The Contact Centre is at the heart of a new era of data-driven decision making in retail. It collects vast amounts of information – from basic customer contact details and purchase history to voice recordings of inbound calls for quality assurance or training. The challenge is that the information itself is often held in siloed data stores, making it difficult to extract any business value. It is a challenge that will continues to grow as data volumes do. 

Once they manage to overcome this challenge via joined-up data management systems, retailers will then need to work out how to unlock insight from huge volumes of customer data. With Contact Centre operatives in short supply, most retailers simply do not have the resources for their agents to sift through calls manually. But intelligent analytics offer one answer. 
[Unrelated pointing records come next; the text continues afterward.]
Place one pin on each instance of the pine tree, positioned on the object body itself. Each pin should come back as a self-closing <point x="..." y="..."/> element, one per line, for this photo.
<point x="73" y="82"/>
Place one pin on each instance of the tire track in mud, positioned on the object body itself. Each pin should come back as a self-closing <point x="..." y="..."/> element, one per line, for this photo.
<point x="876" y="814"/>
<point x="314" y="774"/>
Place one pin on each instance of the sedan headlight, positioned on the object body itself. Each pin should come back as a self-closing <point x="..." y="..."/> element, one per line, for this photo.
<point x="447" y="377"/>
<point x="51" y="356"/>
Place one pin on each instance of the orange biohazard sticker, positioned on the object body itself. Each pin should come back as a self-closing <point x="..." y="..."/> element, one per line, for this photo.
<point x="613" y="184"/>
Speech and text analytics automate the process, enabling retailers to troubleshoot the underlying cause of problems, improve agent productivity and performance, and deliver an enhanced, more personalised CX. Generative AI (GenAI) technologies already do an excellent job of summarising the content of calls, uncovering intent, and suggesting topic outcomes and next steps. And speech analytics alone could drive cost savings of up to 30 percent and customer satisfaction score improvements of over 10 percent, according to McKinsey.

Transforming the customer experience

Over half (52 percent) of Contact Centres now have an AI-centric strategy. But this does not just mean Gen AI. Intelligence and automation can help to accelerate technology handling, resolve queries, improve security, and simplify workflows across the business. Chatbots and voicebots, self-service, and identification & verification (ID&V) systems can all handle manual and repetitive tasks at scale, freeing up in-demand staff to focus on more complex assignments. 
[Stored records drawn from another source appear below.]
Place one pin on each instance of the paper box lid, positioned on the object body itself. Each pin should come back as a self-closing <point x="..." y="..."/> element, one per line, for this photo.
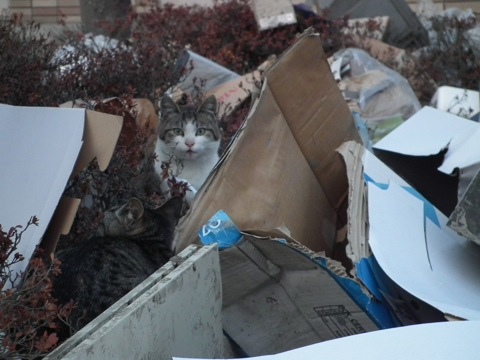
<point x="282" y="168"/>
<point x="440" y="341"/>
<point x="40" y="148"/>
<point x="428" y="133"/>
<point x="414" y="247"/>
Integrating AI-driven “agent assist” and knowledge management systems into the Contact Centre will help to deliver up-to-date information in real-time, so that agents can answer queries in a faster, more efficient manner. They can even help retailers to nurture a new team of “Super Agents” trained to deliver exceptional and personalised CX with speed and efficiency. And the best part of it is that this functionality can be added with little fuss thanks to modular Software-as-a-Service (SaaS) solutions. 

The road to digital maturity will look slightly different for each retailer. But the journey is already well underway – and it is one built around delivering more personalised omnichannel experiences. If Contact Centre owners are laser-focused on agent productivity and CX, without forgetting their security and compliance obligations, the future looks bright.